It would be a profound mistake for President Trump to take action this week that fundamentally changes long-standing US policy on Jerusalem.
Israel’s capital is without question in Jerusalem, and it should be internationally recognized as such in the context of an agreed two-state solution that also establishes a Palestinian capital in East Jerusalem. In the absence of such an agreement, any major change in US policy on Jerusalem’s status would dangerously break with America’s long-standing view that the city’s final status can and should be determined only by a peace agreement between the parties.
The effect of moving the American embassy from Tel Aviv to Jerusalem or of declaring that Jerusalem is Israel’s capital prior to a negotiated agreement will be to anger key Arab allies, foment regional instability and undermine nascent US diplomatic efforts to resolve the larger conflict.
The administration has set an important goal – one which J Street shares – to reach a comprehensive resolution to the long-standing conflict between the Jewish and Palestinian peoples that hurts American interests and threatens Israel’s long-run security. The administration should heed the commonsense recommendations of US and Israeli security experts who understand the conflict that any move that prejudges the outcome of negotiations around Jerusalem could deal a devastating blow to its effort to jumpstart the diplomatic process.

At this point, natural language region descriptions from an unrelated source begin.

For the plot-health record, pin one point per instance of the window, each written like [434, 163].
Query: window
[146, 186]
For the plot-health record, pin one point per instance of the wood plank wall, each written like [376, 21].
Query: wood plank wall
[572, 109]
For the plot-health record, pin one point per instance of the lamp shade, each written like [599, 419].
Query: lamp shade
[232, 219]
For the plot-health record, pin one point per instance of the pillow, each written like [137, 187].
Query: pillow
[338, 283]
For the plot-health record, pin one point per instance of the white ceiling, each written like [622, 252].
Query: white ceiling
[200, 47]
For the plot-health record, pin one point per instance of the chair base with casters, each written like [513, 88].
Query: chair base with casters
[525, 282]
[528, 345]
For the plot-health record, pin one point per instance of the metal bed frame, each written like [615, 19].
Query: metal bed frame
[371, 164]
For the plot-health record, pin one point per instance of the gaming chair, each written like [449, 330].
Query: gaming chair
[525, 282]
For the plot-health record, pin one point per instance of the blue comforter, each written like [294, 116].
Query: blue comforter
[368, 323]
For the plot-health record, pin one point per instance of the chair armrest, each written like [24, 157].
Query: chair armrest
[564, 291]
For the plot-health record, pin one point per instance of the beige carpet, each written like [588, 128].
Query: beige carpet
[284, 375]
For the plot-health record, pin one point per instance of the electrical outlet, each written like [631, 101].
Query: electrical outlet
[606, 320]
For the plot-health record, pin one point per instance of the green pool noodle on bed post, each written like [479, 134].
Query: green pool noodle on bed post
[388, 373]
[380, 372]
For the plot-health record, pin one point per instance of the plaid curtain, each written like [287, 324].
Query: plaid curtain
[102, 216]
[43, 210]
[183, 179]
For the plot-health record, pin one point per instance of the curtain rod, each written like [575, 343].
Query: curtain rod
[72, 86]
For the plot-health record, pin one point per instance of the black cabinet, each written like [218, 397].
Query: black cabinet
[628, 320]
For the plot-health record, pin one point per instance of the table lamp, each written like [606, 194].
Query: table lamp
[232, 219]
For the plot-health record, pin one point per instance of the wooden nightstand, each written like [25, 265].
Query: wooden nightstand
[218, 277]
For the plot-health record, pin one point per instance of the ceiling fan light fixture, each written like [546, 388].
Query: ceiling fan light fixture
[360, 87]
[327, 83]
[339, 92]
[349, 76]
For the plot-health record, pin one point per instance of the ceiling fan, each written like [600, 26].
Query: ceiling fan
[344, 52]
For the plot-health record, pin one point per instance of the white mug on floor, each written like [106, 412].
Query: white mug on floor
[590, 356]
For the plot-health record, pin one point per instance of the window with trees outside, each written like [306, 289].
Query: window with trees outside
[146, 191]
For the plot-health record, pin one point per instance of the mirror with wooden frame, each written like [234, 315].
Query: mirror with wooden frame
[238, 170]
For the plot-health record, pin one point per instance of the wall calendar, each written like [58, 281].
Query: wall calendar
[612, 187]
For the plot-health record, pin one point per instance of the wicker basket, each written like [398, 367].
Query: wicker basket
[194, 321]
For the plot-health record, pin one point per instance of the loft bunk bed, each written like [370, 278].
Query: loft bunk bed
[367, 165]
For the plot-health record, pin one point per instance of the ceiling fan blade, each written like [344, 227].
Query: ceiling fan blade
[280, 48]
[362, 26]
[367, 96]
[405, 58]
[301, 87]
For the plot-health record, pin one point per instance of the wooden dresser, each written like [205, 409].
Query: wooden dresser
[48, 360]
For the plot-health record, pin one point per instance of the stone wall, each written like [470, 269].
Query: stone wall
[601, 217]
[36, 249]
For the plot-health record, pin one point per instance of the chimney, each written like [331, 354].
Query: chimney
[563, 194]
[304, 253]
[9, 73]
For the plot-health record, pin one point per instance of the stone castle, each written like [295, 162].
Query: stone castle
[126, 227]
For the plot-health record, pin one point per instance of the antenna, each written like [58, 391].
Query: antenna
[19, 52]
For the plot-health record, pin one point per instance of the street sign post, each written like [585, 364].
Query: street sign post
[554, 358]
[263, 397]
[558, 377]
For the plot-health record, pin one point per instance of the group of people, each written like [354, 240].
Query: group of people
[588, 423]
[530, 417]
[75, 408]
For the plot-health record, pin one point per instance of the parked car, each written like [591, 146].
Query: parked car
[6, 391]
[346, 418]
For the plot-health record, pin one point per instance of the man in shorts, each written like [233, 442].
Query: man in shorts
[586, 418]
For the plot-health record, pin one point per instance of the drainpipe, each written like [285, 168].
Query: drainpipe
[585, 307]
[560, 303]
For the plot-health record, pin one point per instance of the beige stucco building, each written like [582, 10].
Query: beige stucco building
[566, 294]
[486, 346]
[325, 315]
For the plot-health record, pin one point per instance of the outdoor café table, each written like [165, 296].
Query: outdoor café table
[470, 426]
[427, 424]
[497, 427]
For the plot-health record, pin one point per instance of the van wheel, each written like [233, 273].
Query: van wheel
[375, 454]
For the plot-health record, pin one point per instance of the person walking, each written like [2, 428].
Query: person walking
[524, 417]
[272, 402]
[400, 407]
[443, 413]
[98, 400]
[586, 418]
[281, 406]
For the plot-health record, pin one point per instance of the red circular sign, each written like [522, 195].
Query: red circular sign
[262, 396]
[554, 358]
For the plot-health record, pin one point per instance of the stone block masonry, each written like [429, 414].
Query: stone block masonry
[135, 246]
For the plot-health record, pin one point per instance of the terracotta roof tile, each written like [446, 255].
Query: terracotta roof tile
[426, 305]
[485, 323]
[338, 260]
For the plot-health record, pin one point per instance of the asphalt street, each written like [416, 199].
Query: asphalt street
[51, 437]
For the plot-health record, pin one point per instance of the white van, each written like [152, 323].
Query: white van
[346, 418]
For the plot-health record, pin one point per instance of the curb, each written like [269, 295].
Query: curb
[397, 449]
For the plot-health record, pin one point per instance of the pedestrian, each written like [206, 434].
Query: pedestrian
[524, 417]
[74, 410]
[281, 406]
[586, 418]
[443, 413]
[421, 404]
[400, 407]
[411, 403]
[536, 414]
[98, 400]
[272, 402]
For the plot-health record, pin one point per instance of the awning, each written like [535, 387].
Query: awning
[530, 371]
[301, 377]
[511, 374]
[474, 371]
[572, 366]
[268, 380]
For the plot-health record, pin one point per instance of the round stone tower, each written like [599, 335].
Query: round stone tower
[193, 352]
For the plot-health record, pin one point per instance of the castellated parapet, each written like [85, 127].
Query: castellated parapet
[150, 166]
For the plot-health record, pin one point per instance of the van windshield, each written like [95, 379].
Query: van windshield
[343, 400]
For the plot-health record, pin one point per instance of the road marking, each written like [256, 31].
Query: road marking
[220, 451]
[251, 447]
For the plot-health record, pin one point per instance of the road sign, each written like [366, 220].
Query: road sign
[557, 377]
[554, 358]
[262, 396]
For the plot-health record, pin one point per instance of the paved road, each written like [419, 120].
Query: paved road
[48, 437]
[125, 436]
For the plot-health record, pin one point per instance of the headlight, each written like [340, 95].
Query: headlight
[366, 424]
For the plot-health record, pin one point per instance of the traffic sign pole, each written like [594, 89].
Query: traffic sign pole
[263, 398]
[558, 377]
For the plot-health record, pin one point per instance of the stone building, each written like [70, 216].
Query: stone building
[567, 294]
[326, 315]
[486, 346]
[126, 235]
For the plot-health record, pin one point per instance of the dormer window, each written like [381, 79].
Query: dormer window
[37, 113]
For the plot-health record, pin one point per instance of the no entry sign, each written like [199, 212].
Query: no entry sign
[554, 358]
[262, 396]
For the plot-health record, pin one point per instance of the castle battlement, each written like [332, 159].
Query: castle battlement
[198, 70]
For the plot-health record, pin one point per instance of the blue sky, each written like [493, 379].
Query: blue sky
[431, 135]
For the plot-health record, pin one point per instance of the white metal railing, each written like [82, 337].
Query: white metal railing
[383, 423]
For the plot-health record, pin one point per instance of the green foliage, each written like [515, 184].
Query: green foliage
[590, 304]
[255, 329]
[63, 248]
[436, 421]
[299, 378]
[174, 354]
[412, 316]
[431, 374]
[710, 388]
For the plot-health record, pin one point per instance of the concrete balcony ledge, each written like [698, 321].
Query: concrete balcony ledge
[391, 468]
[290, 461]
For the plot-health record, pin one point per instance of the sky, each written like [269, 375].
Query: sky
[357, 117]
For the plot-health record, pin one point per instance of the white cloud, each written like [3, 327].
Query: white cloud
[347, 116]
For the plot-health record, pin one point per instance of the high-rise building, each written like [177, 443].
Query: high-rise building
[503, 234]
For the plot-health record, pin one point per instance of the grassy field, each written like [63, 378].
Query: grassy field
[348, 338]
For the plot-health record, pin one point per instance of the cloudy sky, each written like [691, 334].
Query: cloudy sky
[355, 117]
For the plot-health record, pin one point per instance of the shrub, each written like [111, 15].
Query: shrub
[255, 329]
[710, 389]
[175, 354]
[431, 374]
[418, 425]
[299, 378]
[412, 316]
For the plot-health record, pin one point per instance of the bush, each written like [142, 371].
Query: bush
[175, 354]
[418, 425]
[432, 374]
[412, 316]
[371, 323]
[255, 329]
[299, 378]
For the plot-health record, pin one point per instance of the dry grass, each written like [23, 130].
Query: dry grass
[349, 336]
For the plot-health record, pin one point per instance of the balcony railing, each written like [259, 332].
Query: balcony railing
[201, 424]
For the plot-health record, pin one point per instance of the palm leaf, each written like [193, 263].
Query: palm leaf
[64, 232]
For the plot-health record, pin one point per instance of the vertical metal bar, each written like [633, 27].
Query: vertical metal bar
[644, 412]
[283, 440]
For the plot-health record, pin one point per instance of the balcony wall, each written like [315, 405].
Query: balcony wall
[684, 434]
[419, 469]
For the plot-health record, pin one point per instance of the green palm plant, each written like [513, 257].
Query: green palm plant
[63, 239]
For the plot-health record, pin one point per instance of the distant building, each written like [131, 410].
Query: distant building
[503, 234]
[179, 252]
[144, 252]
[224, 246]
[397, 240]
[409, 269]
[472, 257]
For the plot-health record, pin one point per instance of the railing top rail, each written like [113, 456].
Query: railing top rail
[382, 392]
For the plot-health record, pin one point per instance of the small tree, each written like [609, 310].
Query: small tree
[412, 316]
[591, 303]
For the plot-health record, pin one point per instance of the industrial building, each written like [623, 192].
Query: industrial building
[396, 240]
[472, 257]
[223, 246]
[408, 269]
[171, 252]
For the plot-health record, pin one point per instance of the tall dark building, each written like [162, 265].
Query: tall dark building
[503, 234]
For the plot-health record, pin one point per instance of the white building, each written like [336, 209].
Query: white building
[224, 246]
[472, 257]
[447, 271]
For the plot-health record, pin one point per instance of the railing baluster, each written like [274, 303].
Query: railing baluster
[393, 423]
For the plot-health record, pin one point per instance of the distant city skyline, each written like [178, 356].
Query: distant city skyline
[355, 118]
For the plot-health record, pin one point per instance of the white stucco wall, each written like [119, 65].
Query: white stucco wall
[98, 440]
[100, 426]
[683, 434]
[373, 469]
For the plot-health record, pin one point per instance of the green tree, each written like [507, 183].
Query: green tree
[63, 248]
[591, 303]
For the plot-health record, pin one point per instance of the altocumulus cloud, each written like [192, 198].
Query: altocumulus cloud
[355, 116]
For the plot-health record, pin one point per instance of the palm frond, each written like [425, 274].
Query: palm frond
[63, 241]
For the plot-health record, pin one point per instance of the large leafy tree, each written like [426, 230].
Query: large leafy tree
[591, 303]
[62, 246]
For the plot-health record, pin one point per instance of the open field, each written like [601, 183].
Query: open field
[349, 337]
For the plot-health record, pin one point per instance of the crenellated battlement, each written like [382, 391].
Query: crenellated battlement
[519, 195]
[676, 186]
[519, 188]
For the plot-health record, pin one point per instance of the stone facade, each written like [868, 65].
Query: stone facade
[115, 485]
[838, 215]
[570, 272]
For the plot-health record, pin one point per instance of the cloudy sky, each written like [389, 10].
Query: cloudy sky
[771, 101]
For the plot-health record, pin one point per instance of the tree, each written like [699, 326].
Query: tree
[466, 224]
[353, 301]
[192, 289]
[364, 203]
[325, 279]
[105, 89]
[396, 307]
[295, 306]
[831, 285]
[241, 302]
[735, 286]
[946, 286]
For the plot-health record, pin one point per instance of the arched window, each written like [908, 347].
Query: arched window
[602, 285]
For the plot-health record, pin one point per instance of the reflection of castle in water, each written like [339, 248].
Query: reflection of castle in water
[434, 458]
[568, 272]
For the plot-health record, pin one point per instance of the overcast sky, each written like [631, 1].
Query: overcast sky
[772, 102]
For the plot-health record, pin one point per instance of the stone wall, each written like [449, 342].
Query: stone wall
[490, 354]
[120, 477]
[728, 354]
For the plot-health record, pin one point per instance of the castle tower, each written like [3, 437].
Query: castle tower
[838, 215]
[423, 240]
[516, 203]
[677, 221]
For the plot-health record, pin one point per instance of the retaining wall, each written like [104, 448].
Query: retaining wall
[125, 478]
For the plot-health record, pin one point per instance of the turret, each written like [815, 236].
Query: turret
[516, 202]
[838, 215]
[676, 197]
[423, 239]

The administration should also note that only a small minority of Jewish Americans – just 20 percent – support unilaterally moving the embassy.
Furthermore, moving the embassy or recognizing Jerusalem as Israel’s capital could have destructive consequences for American allies in the region – in particular the kingdoms of Jordan and Saudi Arabia. While we would hope that any announcement would not result in further violence and suffering – in Israel, in the region and potentially around the world – we fear that it might.
There will be a time for American recognition of Jerusalem as Israel’s capital and for moving the embassy. That time is after an agreement, not before.
J Street believes that Israel's capital is in Jerusalem and will be internationally recognized as such in the context of an agreed two-state solution.